Early Sedation With Dexmedetomidine vs. Placebo in Older Ventilated Critically Ill Patients
Status:
NOT_YET_RECRUITING
Trial end date:
2028-01-31
Target enrollment:
Participant gender:
Summary
Sedation remains a ubiquitous and crucial component of intensive care treatments in critically ill mechanically ventilated patients. Sedation relieves anxiety, reduces distress, and promotes tolerance of endotracheal intubation and associated life-sustaining interventions such as mechanical ventilation, cardiovascular assistance, and renal support. Thus, choosing the optimal sedative agent is vital to patient comfort, safety, and survival. Despite more than 20 years of intensive care sedation research, there is still no consensus on what constitutes best sedation practice. The Society of Critical Care Medicine, the premier critical care organisation in North America, published the 2018 Clinical Practice Guidelines on the management of Pain, Agitation/Sedation, Delirium, Immobility and Sleep (PADIS) disruption (chaired by our primary applicant W.A.) and issued weak recommendations to provide analgesia before sedation, to target light sedation whenever clinically feasible, and to use either dexmedetomidine or propofol over midazolam for the sedation of mechanically ventilated critically ill patients.
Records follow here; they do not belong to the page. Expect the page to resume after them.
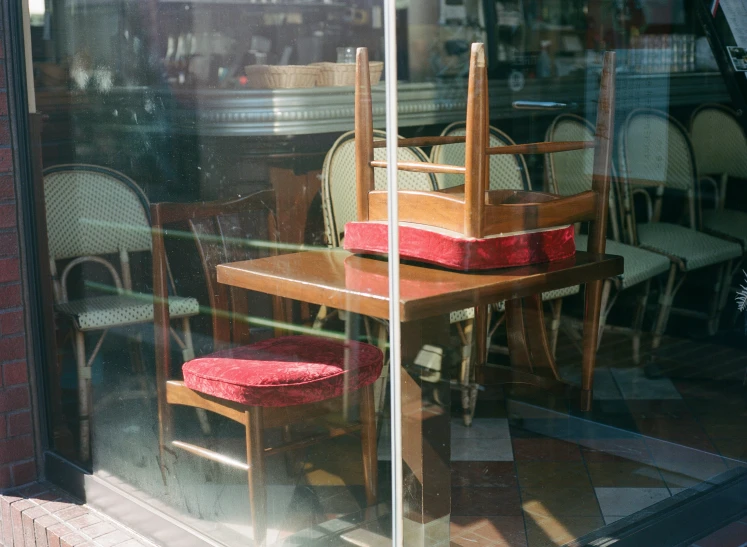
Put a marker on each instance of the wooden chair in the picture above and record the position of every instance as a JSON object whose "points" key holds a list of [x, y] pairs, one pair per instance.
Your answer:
{"points": [[507, 172], [96, 215], [571, 173], [655, 153], [539, 225], [269, 384]]}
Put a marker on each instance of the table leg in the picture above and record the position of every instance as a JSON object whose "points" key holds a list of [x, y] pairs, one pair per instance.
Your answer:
{"points": [[426, 446]]}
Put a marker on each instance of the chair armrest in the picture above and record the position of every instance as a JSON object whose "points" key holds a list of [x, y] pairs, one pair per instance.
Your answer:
{"points": [[541, 147]]}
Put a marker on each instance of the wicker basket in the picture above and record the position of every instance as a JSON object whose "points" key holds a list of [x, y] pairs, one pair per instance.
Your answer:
{"points": [[281, 77], [339, 74]]}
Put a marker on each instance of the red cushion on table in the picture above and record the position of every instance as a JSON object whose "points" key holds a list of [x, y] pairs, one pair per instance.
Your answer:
{"points": [[285, 371], [453, 250]]}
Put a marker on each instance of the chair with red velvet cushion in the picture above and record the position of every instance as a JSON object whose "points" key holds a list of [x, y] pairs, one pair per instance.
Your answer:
{"points": [[471, 227], [271, 383]]}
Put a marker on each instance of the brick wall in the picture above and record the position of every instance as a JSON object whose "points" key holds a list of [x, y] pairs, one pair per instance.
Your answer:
{"points": [[17, 462]]}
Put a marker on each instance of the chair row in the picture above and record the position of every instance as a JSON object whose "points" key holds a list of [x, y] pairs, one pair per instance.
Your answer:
{"points": [[649, 249]]}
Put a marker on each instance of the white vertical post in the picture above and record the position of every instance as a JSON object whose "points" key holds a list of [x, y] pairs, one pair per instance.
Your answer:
{"points": [[395, 355]]}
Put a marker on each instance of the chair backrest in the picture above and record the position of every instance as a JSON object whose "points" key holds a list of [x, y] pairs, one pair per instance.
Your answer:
{"points": [[469, 211], [571, 173], [654, 151], [94, 210], [223, 231], [719, 141], [339, 188], [506, 172]]}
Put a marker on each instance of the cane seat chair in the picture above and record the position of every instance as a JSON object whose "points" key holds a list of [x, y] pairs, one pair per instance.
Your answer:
{"points": [[654, 152], [720, 148], [571, 173], [338, 208], [267, 384], [507, 172], [94, 214], [471, 227]]}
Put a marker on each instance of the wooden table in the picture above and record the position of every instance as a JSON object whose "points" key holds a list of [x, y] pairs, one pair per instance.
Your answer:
{"points": [[337, 279]]}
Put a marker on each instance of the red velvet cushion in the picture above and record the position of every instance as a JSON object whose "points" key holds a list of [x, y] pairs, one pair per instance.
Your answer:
{"points": [[452, 250], [285, 371]]}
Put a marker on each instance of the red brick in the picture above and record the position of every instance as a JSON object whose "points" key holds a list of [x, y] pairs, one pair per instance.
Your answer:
{"points": [[70, 512], [4, 131], [19, 423], [12, 348], [23, 473], [97, 530], [10, 270], [6, 187], [9, 244], [10, 295], [11, 322], [8, 217], [15, 373], [15, 514], [82, 521], [14, 398], [16, 448], [40, 529], [6, 157]]}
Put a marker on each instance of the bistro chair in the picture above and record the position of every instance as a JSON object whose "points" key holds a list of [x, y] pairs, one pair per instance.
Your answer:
{"points": [[473, 228], [507, 172], [338, 208], [571, 173], [655, 152], [720, 148], [268, 384], [93, 215]]}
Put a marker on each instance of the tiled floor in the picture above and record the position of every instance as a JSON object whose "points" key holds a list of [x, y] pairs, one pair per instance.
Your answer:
{"points": [[526, 482], [664, 434]]}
Similarly, the American Thoracic Society produced a set of Clinical Practice Guidelines to promote liberation and weaning from mechanical ventilation in critically ill patients, with weak recommendations for the use of non-benzodiazepines as primary sedatives and to target light sedation when clinically possible. A weak recommendation was issued in an Intensive Care Medicine Rapid Practice Guideline published in 2022 to use dexmedetomidine over propofol for sedation of critically ill adults, if the desired outcome is a reduction in delirium. These guidelines, however, do not consider age-dependent pharmacokinetics and pharmacodynamics, illness severity, timing of sedative administration, operative vs medical reason for admission, or the changing dynamics of sedation practice at different phases of critical illness. The lack of high-level evidence to inform sedation practice in the critically ill has led to approaches that are mainly opinion-based and lack the support of evidence from large multicentre, international randomised clinical trials.